# Working with DataFrames


## Loading the dataset onto a DataFrame

In [None]:
import pandas as pd
pd.set_option('display.float_format', lambda x: '%.3f' % x)



In [None]:
pd.read_csv

In [None]:
ipl_auction_df = pd.read_csv( 'IPL IMB381IPL2013.csv' )


In [None]:
type(ipl_auction_df)

In [None]:
pd.core.frame.DataFrame

## Displaying first few records of the DataFrame


In [None]:
pd.set_option('display.max_columns', 7)

In [None]:
ipl_auction_df.head(5)

## Finding metadata of the DataFrame

In [None]:
list(ipl_auction_df.columns)

In [None]:
ipl_auction_df.head(5).transpose()

In [None]:
ipl_auction_df.shape

## Finding Summary of the DataFrame

In [None]:
ipl_auction_df.info()

## Slicing and Indexing a dataframe

In [None]:
ipl_auction_df[0:5]

In [None]:
ipl_auction_df[-5:]

## Selecting Columns by Column Names

In [None]:
ipl_auction_df['PLAYER NAME'][0:5]

In [None]:
ipl_auction_df[['PLAYER NAME', 'COUNTRY']][0:5]

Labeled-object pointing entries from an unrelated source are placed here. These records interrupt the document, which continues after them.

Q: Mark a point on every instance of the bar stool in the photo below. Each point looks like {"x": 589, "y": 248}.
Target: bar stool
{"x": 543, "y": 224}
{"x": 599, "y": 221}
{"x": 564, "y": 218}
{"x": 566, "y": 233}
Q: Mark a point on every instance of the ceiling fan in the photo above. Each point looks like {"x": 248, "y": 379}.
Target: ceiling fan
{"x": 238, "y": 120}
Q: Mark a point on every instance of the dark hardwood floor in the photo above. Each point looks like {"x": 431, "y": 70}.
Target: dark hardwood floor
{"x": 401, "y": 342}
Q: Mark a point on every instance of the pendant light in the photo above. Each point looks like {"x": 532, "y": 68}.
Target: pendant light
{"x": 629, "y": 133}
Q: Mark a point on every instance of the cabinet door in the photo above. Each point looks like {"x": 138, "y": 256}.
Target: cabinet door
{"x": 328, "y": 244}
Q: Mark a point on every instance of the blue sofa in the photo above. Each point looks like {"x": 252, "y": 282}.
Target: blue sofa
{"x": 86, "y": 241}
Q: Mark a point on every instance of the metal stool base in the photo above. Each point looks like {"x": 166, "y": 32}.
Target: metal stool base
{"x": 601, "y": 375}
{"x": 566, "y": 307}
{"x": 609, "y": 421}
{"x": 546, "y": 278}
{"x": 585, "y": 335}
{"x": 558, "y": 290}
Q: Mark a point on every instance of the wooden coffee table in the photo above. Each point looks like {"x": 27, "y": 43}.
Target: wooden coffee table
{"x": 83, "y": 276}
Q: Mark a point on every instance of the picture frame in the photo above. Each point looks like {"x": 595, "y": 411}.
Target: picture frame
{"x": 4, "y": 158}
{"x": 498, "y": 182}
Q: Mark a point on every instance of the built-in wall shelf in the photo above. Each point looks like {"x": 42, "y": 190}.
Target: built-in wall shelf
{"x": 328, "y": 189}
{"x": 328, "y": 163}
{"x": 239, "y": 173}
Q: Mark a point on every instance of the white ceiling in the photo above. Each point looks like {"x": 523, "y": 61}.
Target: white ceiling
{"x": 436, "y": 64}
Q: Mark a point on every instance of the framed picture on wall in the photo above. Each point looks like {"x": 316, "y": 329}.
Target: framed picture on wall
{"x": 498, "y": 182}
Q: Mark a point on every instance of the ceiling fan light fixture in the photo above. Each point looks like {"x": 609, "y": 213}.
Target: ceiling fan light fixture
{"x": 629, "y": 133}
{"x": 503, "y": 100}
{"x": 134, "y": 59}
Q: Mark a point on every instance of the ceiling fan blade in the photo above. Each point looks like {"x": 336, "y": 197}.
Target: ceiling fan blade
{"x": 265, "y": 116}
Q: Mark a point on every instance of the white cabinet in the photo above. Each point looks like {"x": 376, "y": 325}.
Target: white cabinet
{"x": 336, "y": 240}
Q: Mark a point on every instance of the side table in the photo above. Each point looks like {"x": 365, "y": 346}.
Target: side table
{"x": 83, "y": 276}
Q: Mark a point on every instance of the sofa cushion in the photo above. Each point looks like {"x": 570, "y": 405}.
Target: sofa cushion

## Selecting Rows and Columns by indexes

In [None]:
ipl_auction_df.iloc[4:9, 1:4]

# Value Counts and Cross Tabulations

## Finding Unique Occurances of Values in Columns

In [None]:
ipl_auction_df.COUNTRY.value_counts()

In [None]:
ipl_auction_df.COUNTRY.value_counts(normalize=True)*100

# Cross-tabulation between two columns

In [None]:
pd.crosstab( ipl_auction_df['AGE'], ipl_auction_df['PLAYING ROLE'] )

## Sorting dataframe by column values

In [None]:
ipl_auction_df[['PLAYER NAME', 'SOLD PRICE']].sort_values('SOLD PRICE')[0:5]

In [None]:
ipl_auction_df[['PLAYER NAME', 'SOLD PRICE']].sort_values('SOLD PRICE', ascending = False)[0:5]

# Creating new columns

### Which player got the maximum premium on the base price?

In [None]:
ipl_auction_df['premium'] = ipl_auction_df['SOLD PRICE'] - ipl_auction_df['BASE PRICE']

In [None]:
ipl_auction_df[['PLAYER NAME', 'BASE PRICE', 'SOLD PRICE', 'premium']][0:5]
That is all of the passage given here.